Can I tell you I have walked around Greenlake in Seattle for 18 years, and you would think I was as bright as the sun how people turned their heads and looked away as I passed.
Soon, I stopped wearing ear buds on my walk and actually ended up in conversation with these lovely morning dwellers like me. My first introduction to community. What a concept!
This brings me back to my role as Speaker Coach. Not by any means ignoring the lessons so deep I could get lost in them for years through working with the speakers and their stories. But I want to talk about the experience of collaboration as coaches.
If I’m honest, when I started this project I sort of became soccer mom to my speakers. I wanted them to beat the other speakers.
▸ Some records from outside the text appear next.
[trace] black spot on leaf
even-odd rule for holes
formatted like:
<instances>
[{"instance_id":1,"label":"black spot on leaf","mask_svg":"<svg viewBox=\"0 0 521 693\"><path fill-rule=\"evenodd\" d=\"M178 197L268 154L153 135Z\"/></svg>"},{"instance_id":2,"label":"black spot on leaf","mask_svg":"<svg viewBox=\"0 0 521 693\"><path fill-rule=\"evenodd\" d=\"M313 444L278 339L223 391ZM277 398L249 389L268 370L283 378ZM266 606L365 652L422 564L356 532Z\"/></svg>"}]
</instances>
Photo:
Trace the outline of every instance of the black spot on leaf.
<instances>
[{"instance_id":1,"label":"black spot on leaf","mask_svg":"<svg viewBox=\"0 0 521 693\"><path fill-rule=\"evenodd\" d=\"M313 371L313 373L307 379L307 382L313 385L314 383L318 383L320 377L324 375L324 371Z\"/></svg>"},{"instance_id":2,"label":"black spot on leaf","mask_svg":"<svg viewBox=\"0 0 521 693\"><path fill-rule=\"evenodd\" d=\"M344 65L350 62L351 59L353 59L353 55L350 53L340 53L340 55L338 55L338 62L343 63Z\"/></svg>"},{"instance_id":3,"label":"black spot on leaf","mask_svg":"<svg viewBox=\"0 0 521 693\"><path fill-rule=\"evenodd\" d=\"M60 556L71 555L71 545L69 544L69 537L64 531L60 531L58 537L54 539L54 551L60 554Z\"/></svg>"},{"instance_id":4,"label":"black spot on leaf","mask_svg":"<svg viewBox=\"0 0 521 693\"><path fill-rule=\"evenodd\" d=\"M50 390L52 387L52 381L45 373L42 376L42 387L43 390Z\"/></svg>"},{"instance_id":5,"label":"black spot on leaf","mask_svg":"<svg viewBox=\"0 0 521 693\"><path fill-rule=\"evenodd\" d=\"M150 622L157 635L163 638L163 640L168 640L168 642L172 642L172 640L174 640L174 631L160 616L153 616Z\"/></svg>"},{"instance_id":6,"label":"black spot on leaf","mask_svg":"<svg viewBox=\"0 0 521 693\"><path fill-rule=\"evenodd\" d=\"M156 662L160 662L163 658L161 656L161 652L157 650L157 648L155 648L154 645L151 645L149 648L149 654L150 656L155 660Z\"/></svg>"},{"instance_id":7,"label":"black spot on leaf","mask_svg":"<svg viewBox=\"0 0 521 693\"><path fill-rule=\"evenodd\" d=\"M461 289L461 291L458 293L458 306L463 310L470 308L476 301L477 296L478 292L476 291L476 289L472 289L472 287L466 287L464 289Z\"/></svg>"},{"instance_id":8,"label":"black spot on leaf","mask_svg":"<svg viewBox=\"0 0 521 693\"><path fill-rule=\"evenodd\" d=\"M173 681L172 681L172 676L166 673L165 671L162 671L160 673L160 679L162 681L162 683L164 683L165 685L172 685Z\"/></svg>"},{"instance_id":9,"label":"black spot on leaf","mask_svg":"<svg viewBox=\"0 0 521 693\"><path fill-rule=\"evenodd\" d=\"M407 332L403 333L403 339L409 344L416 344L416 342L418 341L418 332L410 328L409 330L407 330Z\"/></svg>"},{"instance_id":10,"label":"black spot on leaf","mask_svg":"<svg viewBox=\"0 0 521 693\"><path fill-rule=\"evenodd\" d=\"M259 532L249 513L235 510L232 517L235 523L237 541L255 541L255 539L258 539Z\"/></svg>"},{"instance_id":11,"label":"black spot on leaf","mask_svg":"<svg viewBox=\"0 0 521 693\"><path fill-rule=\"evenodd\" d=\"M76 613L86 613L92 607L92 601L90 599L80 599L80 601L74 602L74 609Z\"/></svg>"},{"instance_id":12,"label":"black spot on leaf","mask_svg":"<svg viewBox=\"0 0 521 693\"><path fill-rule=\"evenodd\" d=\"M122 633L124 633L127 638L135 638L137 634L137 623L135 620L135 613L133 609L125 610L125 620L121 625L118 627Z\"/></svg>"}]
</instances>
I wanted their speeches to kill beyond the other speeches. But that was then.
Then I started having meetings with the other two speaker coaches, and sharing stories and getting input into my speakers…and giving input into theirs…and I realized, like everything else in my life I had fallen into the trap of:
1) Knowing I’m right.
2) My way is best.
3) EGO-LICIOUS ELISHA
I have watched enough TED talks to know there is no place for that if you want to have a vulnerable, real, thought provokingly experiential experience.
And I may have started this project wanting to be a part of something larger than myself, but I had fallen into my programmed trap of doing everything by myself, and therefore, my way.
There comes a time when even the most stubborn of us see the light. We open just a crack, but that’s enough to let change flood right in.
And man does it flow.
It flew right into my heart…unlocking the tight grip of ego…boom…and I was left wide open and therefore easily connecting with everyone around me.
It’s like I took the ear buds out of my heart and what I got instead was the most beautiful community.
All of sudden there was this depth of grace that surrounded everything we did. And it no longer was about what I did…so much as all of us moving in a kind of anti-gravitational choreographed float. If I pulled you could feel it across the entire project. If someone else pulled, I could feel it. And we shifted. And we became more than ourselves. And we became community.
Why did I sign up for this project? Knowing it would be hundreds of unpaid hours? Because unbeknownst to me, inside I wanted finally to throw off this blanket that Elisha is alone. To stop taking responsibility for always knowing the right answer. To bask in the glow that arises from group think. To see the dimensionality of it all. To feel that feeling of being pulled and changed and just be open to it.
And in the end, to step back and feel the expanse of my heart. Of my soul. Of the incredible change happening in my DNA.
And to breathe into that space.
Breathing and ensuring to keep it open and flowing and real and alive.
TED talks can change us all in different ways. In fact each speaker tugged on a different part of me…but letting go of the control and ego that has surrounded my heart and projects for so long…more than any of it….was a gift I didn’t even know I was waiting for.
Everything happens for a reason. Sometimes, that doesn’t seem to fit. But this time I feel like it was made for me.
Videos of all the amazing speakers will be available on TEDxBellingham.com in a few weeks. I hope you love them as much I do.
Wow…So well said. Elisha, you made TEDxBellinghambetter than it ever could have been without you. I hope we are lucky enough to keep you on our team for 2014! I am in awe of what you did. ~Thank you.
You don’t even have to ask David!
Thank you for continuing the flow of gifts I have been receiving this event! I love what you share here.